Second, cross-validation of introspective procedures runs into several recurring methodological dead ends. One is how to identify the relevant non-introspective measurement procedures that introspective procedures should be expected to cohere with. Any decision here is liable to be controversial. Another is that, as above, given the sensitivity of introspective reports to a range of factors, one is not warranted in making the inference that an introspective procedure that (apparently) generates valid and accurate reports in one context will continue to do so in another. If this inference cannot be sustained, then there is no value to trying to cross-validate introspective procedures (which may explain why it is rarely attempted).
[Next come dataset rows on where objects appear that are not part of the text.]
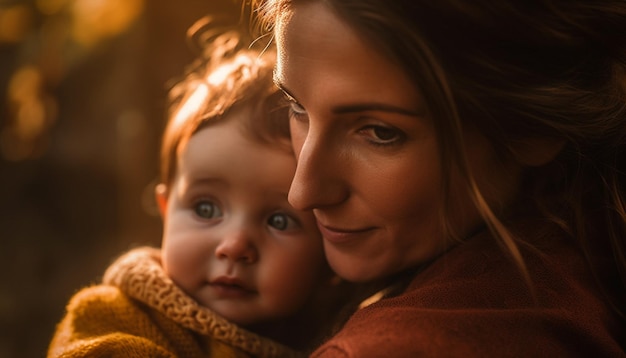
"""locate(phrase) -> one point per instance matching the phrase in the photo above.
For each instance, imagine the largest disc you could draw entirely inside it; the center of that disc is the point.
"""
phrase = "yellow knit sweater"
(139, 312)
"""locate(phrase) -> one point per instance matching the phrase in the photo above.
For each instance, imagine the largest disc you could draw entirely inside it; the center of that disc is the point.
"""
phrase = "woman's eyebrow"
(359, 107)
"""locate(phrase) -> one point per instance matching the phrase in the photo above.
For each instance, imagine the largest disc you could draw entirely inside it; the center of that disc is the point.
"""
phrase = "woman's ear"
(536, 152)
(160, 193)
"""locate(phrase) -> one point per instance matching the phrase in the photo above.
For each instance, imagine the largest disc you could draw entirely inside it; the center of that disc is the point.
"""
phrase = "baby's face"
(231, 240)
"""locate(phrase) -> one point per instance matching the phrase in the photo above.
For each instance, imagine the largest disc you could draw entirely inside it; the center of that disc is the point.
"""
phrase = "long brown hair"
(516, 70)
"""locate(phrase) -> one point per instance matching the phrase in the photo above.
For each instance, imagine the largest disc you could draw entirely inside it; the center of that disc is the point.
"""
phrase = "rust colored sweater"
(138, 312)
(472, 302)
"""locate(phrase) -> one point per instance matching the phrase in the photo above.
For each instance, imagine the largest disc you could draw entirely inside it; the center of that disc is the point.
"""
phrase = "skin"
(231, 239)
(368, 160)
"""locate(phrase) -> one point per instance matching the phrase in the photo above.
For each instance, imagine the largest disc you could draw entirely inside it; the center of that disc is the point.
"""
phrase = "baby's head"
(231, 240)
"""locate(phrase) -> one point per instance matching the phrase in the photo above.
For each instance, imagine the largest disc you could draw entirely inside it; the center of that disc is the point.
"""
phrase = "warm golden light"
(95, 20)
(192, 104)
(15, 23)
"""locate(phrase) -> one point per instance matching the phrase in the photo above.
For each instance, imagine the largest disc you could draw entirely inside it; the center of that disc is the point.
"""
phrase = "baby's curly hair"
(229, 74)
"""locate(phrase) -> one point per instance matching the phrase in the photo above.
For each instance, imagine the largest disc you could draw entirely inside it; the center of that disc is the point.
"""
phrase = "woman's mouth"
(343, 236)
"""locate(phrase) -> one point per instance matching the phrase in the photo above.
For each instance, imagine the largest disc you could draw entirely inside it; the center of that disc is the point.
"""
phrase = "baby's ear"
(535, 152)
(160, 193)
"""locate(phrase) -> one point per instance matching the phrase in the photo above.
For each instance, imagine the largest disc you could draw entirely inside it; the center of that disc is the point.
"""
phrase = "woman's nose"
(318, 181)
(237, 245)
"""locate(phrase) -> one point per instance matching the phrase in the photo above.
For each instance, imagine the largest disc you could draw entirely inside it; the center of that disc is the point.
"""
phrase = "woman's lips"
(342, 236)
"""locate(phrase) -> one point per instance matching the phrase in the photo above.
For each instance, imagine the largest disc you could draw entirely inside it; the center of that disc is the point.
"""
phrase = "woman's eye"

Third, cross-validation of sets of introspective evidence is more common, but also runs into some of the same dead-ends. Again, it is not straightforward to identify the relevant non-introspective evidence to compare introspective reports to. It is also usually left unclear how to proceed when introspective evidence fails to cohere with the relevant non-introspective evidence. When it is made clear (though often only implicitly), the standard approach is to treat introspective evidence as being less trustworthy than non-introspective evidence. If introspective reports fit with what we already know from other methods then we accept them (but learn nothing new), and if they don’t fit, then we ignore them, assume them to be incorrect and/or treat them as explananda in their own right. This means that whether or not introspective evidence coheres with non-introspective evidence, its evidential value is dependent on the value of the non-introspective evidence that it is validated against. In this case cross-validation offers no easy way out, and introspective reports end up with little justificatory power of their own.
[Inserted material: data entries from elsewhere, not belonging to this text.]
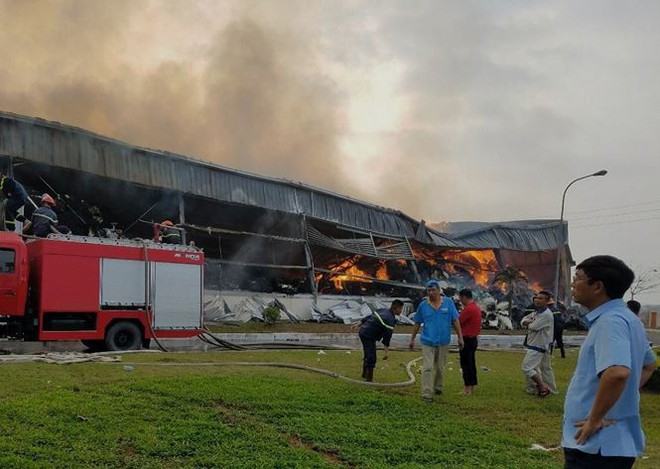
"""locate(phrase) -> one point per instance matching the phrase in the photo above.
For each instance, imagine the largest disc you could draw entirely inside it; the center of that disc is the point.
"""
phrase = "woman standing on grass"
(470, 319)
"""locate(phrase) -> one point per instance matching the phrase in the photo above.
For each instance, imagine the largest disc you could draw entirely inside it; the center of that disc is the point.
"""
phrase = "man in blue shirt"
(16, 196)
(44, 219)
(438, 314)
(602, 426)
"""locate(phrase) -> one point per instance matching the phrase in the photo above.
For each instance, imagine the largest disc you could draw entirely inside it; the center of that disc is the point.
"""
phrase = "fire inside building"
(268, 239)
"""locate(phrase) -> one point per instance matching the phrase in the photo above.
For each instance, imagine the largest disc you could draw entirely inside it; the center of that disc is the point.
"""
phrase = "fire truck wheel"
(123, 336)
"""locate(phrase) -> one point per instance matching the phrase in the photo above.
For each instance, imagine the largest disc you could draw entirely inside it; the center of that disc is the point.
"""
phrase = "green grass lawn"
(196, 416)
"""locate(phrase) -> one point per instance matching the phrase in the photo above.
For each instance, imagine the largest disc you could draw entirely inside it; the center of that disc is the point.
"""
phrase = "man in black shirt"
(378, 326)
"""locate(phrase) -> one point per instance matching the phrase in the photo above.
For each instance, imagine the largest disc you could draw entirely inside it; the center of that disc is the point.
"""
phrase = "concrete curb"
(348, 340)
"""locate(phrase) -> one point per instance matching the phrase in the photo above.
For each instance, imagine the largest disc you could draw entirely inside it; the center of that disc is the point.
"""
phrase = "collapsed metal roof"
(62, 146)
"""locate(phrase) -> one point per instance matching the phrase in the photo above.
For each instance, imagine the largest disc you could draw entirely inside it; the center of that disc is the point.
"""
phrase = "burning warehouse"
(269, 238)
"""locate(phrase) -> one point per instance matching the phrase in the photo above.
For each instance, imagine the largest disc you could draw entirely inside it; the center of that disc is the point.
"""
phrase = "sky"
(446, 110)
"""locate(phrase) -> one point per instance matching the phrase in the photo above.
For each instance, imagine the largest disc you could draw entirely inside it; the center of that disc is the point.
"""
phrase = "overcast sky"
(449, 111)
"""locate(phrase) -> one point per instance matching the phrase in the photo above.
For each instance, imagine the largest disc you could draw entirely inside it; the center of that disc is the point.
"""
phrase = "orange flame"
(480, 264)
(352, 273)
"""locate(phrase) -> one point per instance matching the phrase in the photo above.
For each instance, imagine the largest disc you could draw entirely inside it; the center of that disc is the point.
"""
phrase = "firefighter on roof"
(169, 234)
(44, 219)
(16, 196)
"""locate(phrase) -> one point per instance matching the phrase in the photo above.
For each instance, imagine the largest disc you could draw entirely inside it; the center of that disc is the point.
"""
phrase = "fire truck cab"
(111, 294)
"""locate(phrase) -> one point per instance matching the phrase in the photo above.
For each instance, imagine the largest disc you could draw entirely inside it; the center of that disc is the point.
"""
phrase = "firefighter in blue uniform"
(16, 196)
(377, 326)
(44, 219)
(169, 234)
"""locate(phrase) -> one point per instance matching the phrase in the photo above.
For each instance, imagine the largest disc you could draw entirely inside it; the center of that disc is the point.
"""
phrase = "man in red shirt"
(470, 319)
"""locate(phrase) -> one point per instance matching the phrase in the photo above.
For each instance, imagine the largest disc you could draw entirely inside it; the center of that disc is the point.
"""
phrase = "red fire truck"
(111, 294)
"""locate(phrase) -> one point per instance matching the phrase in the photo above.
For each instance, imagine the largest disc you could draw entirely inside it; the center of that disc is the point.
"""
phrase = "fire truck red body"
(110, 294)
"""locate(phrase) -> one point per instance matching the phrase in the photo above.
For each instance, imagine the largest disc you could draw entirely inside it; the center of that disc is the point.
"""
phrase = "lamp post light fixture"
(563, 239)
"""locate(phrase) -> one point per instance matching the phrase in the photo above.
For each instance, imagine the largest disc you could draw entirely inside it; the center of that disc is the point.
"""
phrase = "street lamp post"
(563, 240)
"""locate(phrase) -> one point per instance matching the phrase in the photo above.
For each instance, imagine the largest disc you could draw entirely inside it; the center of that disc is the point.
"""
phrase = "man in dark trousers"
(169, 234)
(559, 323)
(602, 426)
(16, 196)
(377, 326)
(44, 219)
(470, 319)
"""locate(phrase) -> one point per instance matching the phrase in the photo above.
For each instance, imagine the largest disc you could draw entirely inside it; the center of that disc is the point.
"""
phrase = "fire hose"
(293, 366)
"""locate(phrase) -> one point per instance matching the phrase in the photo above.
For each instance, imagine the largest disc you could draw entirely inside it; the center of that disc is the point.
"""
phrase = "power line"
(617, 214)
(615, 222)
(617, 207)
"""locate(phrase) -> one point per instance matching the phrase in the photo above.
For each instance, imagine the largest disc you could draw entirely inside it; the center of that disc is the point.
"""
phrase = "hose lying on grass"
(293, 366)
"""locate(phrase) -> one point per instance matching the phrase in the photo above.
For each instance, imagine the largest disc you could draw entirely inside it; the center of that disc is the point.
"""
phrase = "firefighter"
(16, 196)
(44, 219)
(378, 326)
(169, 234)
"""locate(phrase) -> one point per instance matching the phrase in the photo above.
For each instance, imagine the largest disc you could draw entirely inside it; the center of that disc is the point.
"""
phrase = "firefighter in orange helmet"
(169, 234)
(44, 219)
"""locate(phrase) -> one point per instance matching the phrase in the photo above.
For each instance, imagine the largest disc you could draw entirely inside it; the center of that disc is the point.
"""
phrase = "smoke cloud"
(237, 84)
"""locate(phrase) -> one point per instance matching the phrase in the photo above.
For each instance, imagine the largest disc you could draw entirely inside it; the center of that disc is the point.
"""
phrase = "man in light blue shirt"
(438, 314)
(602, 426)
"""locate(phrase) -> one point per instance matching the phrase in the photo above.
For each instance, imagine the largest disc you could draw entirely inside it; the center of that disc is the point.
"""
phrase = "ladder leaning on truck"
(111, 294)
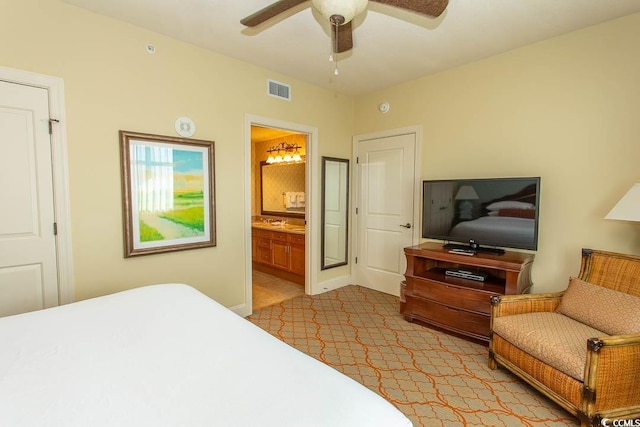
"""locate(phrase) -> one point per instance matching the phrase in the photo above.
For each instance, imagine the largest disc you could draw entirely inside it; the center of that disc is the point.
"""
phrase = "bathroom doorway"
(280, 212)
Finally, the complexity of introspective processes ensures that this state of affairs will continue. Identifying how different groups of factors affect introspective reports across individuals, tasks and contexts well enough to interpret introspective reports in a scientifically rigorous way will likely be incredibly complicated. To do this will involve working backwards from ‘simpler’ and more trusted forms of evidence and theoretical frameworks about what experience is like. At this point though, introspective data will add little of justificatory value; we will already know the answers that introspective data was supposed to provide.

However, introspective reports clearly do have an important set of roles to play in consciousness science and cognitive science more broadly. The very fact of introspective unreliability, uncertainty, or inaccuracy in particular cases is highly informative. If for example participants are highly uncertain in their reports (as in the case of mental imagery), this can perhaps be combined with independent evidence to suggest that the Principle of Single Value does not in fact hold for various properties of experience in certain cases. Introspective inaccuracy can be used to shed light on the nature of introspection and on participants’ background beliefs about experience, and instances of introspective unreliability demand their own (often very local) explanations. Even if the nature of experience cannot be directly read off from the contents of introspective reports, it is still possible to learn about experience and the process of introspection by paying attention to higher level features (unreliability, uncertainty) of sets of introspective reports. Introspection will also obviously continue to play important and core roles in discovery, driving research questions and contributing to hypothesis generation. However, for the reasons discussed above, it is unlikely that introspective reports can ever play a strong justificatory role in consciousness science, or help resolve long-standing debates about the nature of experience.